At that meeting, the City Council and the County Commission were introduced to Project
Access. Asheville’s Alan McKenzie and his county manager, Wanda Green, both
described what their roles were, how Project Access evolved, and the subsequent changes
they saw in the community. Ms. Green also shared with the audience that Asheville’s
uninsured “became a healthier part of the community.” Indeed, Project Access created a
stronger workforce which, in turn, increased the number of small businesses in the
community. Because of Project Access, they saw a turnaround in their community’s
economic base.
All the key players were there at the meeting. It was one of the first times one could see
the city and county managers, the hospital CEOs, the newspaper publisher — all together
in one room — along with the Medical Society and the United Way. The pharmacists
were also represented.
Because Dr. Uhlig laid the groundwork and prepared both governing bodies for what was
to come, the meeting went smoothly, with very few questions, taking up very little time.
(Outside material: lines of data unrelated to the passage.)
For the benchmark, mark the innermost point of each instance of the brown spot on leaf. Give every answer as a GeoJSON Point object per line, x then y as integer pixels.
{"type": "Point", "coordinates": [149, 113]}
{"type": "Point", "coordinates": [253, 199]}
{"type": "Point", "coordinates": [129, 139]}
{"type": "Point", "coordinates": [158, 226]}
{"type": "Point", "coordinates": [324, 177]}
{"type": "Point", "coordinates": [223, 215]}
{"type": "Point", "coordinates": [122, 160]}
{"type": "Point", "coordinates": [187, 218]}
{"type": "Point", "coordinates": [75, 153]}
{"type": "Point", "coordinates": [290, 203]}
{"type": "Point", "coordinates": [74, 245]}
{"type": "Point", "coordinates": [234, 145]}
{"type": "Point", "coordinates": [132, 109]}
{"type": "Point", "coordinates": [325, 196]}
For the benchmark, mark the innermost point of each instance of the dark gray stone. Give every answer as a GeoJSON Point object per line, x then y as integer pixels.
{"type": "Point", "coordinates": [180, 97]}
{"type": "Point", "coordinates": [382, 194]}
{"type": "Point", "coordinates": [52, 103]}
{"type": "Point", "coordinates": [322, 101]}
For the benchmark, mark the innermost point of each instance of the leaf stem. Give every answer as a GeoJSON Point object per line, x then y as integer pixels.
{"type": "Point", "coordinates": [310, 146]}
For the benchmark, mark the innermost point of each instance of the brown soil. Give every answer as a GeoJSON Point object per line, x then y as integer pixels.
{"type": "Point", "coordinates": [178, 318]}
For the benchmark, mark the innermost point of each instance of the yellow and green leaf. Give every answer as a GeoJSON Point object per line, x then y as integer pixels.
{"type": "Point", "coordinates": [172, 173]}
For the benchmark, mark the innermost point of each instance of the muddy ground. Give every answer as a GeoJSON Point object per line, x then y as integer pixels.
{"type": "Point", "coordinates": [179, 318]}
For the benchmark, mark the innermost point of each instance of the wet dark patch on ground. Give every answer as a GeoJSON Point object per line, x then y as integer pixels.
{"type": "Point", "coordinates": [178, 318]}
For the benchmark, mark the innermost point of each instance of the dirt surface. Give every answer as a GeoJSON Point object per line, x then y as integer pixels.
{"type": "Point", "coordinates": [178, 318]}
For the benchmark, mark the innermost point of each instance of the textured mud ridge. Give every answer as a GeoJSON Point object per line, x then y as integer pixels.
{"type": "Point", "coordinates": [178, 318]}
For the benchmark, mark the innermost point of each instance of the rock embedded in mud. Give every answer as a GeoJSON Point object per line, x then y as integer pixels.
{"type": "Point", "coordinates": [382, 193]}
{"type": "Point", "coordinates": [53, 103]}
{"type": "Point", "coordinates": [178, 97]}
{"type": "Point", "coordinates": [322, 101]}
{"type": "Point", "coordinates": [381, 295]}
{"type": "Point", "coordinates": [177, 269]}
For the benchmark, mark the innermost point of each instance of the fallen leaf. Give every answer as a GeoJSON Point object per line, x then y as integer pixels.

Sedgwick County manager Bill Buchanan and city manager Chris Cherches clearly
illustrated how the funding could work. In the end, it took less than an hour to approve
$500,000 of support for the prescription medication portion of Project Access.
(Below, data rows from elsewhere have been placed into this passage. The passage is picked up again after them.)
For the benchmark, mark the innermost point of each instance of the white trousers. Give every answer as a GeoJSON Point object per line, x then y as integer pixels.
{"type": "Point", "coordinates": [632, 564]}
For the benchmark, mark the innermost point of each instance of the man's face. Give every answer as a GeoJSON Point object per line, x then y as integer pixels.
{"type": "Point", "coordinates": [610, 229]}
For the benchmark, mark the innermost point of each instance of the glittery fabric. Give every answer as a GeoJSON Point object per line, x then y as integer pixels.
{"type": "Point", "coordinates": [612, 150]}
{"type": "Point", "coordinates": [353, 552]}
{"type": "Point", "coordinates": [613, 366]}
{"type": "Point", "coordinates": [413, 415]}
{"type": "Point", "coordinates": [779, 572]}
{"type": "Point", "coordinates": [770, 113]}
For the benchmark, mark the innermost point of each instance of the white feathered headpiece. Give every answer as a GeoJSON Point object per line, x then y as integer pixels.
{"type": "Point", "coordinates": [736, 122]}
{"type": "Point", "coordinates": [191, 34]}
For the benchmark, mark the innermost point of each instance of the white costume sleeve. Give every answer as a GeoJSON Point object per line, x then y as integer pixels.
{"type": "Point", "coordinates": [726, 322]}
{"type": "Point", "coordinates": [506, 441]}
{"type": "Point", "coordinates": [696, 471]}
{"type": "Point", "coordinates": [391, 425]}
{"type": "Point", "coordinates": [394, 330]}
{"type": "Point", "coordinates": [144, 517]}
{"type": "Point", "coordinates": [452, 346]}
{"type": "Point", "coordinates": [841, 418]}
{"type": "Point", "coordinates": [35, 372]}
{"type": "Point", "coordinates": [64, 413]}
According to Dr. Joe Meek, “It fell on fertile ground and so it took off easily. From then
on it was a matter of hiring superb personnel to run it.”
“The whole project, the whole concept itself, was one of those that every City Council
and County Commission member could relate to. It was something they understood, it
was something they supported,” observed Chris Cherches. He added, “when the medical
community showed support — which sometimes isn’t that easy — when they showed
they were behind this, it just kind of fell into place.”
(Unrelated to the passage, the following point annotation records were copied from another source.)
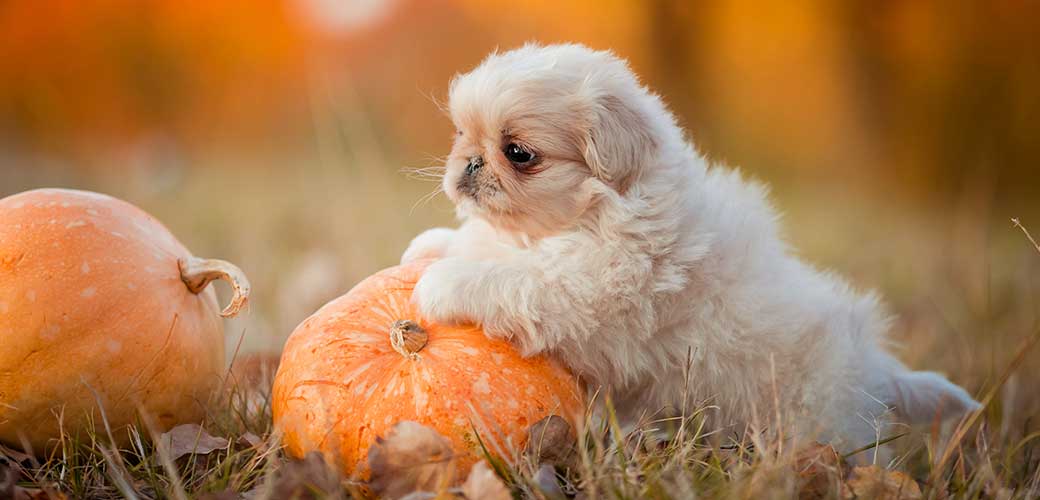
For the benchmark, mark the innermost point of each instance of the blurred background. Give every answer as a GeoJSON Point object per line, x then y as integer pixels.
{"type": "Point", "coordinates": [899, 137]}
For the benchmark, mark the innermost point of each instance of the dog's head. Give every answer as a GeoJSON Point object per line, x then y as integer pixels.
{"type": "Point", "coordinates": [540, 129]}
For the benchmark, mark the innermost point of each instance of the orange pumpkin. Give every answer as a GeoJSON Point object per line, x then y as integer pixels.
{"type": "Point", "coordinates": [100, 305]}
{"type": "Point", "coordinates": [369, 360]}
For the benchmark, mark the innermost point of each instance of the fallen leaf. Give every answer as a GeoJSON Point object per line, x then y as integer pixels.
{"type": "Point", "coordinates": [10, 491]}
{"type": "Point", "coordinates": [821, 469]}
{"type": "Point", "coordinates": [876, 482]}
{"type": "Point", "coordinates": [412, 457]}
{"type": "Point", "coordinates": [551, 441]}
{"type": "Point", "coordinates": [309, 478]}
{"type": "Point", "coordinates": [15, 456]}
{"type": "Point", "coordinates": [190, 439]}
{"type": "Point", "coordinates": [484, 483]}
{"type": "Point", "coordinates": [545, 478]}
{"type": "Point", "coordinates": [249, 440]}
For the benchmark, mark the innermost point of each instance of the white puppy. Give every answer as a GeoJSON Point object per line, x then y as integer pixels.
{"type": "Point", "coordinates": [594, 232]}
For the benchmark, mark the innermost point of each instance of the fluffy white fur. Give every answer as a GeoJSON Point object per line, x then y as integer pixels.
{"type": "Point", "coordinates": [623, 254]}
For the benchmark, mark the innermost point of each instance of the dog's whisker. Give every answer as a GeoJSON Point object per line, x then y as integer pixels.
{"type": "Point", "coordinates": [425, 199]}
{"type": "Point", "coordinates": [425, 173]}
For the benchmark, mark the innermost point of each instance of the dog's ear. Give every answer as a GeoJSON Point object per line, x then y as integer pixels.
{"type": "Point", "coordinates": [618, 142]}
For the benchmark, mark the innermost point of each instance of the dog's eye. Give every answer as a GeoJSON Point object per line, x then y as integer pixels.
{"type": "Point", "coordinates": [517, 154]}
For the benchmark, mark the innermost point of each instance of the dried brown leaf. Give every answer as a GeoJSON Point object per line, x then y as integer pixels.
{"type": "Point", "coordinates": [190, 439]}
{"type": "Point", "coordinates": [820, 468]}
{"type": "Point", "coordinates": [249, 440]}
{"type": "Point", "coordinates": [551, 441]}
{"type": "Point", "coordinates": [10, 491]}
{"type": "Point", "coordinates": [483, 483]}
{"type": "Point", "coordinates": [309, 478]}
{"type": "Point", "coordinates": [876, 482]}
{"type": "Point", "coordinates": [412, 457]}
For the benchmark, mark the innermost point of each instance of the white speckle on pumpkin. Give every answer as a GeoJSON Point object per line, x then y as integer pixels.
{"type": "Point", "coordinates": [483, 386]}
{"type": "Point", "coordinates": [50, 332]}
{"type": "Point", "coordinates": [113, 346]}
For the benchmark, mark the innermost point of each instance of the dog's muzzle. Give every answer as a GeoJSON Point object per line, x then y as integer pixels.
{"type": "Point", "coordinates": [467, 183]}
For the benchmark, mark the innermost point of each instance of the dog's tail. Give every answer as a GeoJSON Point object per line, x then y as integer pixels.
{"type": "Point", "coordinates": [923, 396]}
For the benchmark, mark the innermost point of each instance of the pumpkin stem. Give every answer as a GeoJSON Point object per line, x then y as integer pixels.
{"type": "Point", "coordinates": [408, 338]}
{"type": "Point", "coordinates": [199, 272]}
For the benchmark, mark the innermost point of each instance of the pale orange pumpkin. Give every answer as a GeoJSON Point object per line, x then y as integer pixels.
{"type": "Point", "coordinates": [369, 360]}
{"type": "Point", "coordinates": [101, 308]}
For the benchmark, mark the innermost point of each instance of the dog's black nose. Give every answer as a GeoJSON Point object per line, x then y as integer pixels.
{"type": "Point", "coordinates": [474, 164]}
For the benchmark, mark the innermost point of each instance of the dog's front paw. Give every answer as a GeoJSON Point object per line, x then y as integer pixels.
{"type": "Point", "coordinates": [442, 293]}
{"type": "Point", "coordinates": [430, 244]}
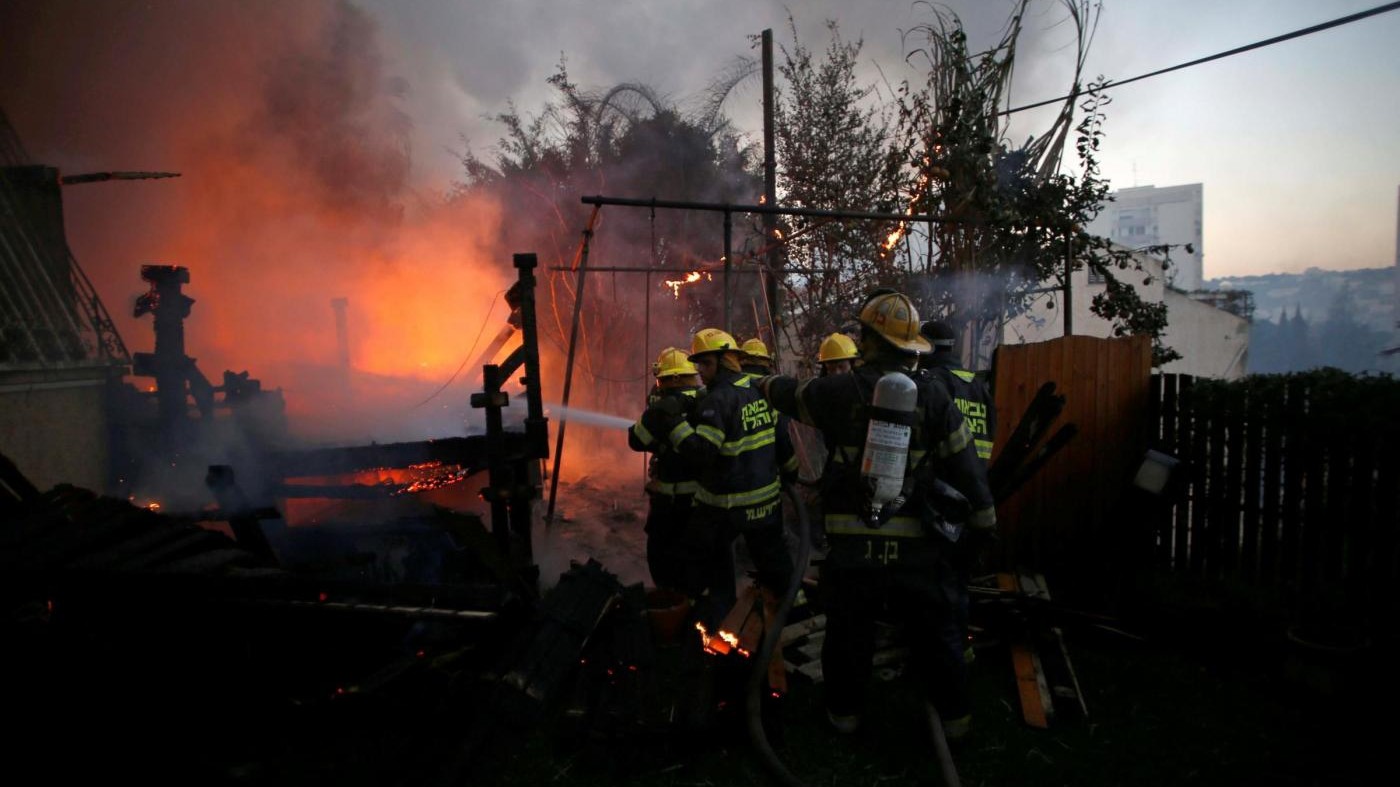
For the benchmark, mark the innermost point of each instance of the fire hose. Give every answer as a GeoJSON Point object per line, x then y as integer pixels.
{"type": "Point", "coordinates": [947, 770]}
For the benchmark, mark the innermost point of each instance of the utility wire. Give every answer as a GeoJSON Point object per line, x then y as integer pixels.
{"type": "Point", "coordinates": [1340, 21]}
{"type": "Point", "coordinates": [468, 359]}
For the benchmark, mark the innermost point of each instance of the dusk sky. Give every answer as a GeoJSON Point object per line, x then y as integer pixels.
{"type": "Point", "coordinates": [1297, 144]}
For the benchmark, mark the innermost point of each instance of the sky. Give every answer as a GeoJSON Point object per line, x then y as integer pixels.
{"type": "Point", "coordinates": [1295, 144]}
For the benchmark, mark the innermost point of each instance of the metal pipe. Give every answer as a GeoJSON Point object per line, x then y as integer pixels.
{"type": "Point", "coordinates": [770, 195]}
{"type": "Point", "coordinates": [765, 209]}
{"type": "Point", "coordinates": [569, 364]}
{"type": "Point", "coordinates": [1068, 290]}
{"type": "Point", "coordinates": [728, 266]}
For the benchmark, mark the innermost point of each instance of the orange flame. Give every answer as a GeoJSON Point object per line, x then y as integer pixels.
{"type": "Point", "coordinates": [721, 642]}
{"type": "Point", "coordinates": [689, 279]}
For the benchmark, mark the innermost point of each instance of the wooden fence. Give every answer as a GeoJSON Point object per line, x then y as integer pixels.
{"type": "Point", "coordinates": [1067, 518]}
{"type": "Point", "coordinates": [1292, 489]}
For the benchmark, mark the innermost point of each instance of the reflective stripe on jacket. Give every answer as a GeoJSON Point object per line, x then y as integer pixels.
{"type": "Point", "coordinates": [940, 447]}
{"type": "Point", "coordinates": [734, 444]}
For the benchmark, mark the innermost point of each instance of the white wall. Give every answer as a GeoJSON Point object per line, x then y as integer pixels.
{"type": "Point", "coordinates": [1213, 342]}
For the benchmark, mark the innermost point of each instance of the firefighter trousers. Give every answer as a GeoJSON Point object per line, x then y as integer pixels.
{"type": "Point", "coordinates": [667, 520]}
{"type": "Point", "coordinates": [926, 598]}
{"type": "Point", "coordinates": [710, 567]}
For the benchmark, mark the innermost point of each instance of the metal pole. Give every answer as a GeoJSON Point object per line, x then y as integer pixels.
{"type": "Point", "coordinates": [765, 209]}
{"type": "Point", "coordinates": [1068, 290]}
{"type": "Point", "coordinates": [728, 265]}
{"type": "Point", "coordinates": [569, 367]}
{"type": "Point", "coordinates": [770, 196]}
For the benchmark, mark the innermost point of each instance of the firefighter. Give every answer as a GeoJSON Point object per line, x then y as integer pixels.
{"type": "Point", "coordinates": [836, 354]}
{"type": "Point", "coordinates": [669, 482]}
{"type": "Point", "coordinates": [755, 357]}
{"type": "Point", "coordinates": [738, 455]}
{"type": "Point", "coordinates": [896, 559]}
{"type": "Point", "coordinates": [972, 394]}
{"type": "Point", "coordinates": [977, 405]}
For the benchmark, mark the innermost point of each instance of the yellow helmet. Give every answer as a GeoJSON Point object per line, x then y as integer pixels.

After this historic June 1st meeting, the Operations Council, under a newly appointed
interim director, Betsy Bloxham, met once a week in intense meetings. They now faced
an actual deadline. Dr. Uhlig had set the date on which Project Access would handle its
first patient: September 1, 1999. This was done to create a specific, foreseeable goal and
to assertively push the community towards a realization of that goal. Likewise, a
monthly newsletter was created to keep all the key players informed of breaking news. It
was also important to keep the media attuned to what the Council was doing because they
were a resource, not only for PR but to keep the Council informed as to what was going
on in the community.
Then on September 1, 1999, under newly-hired permanent program director Anne
Nelson, Project Access officially “opened its doors” starting with the smallest clinic —
Guadalupe Clinic — and, as part of a deliberate, measured pace, continued the process of
adding one clinic a month to avoid overwhelming any of the participants. Project Access
was off and running and heading in the right direction.
And everyone in Wichita is better off because of it.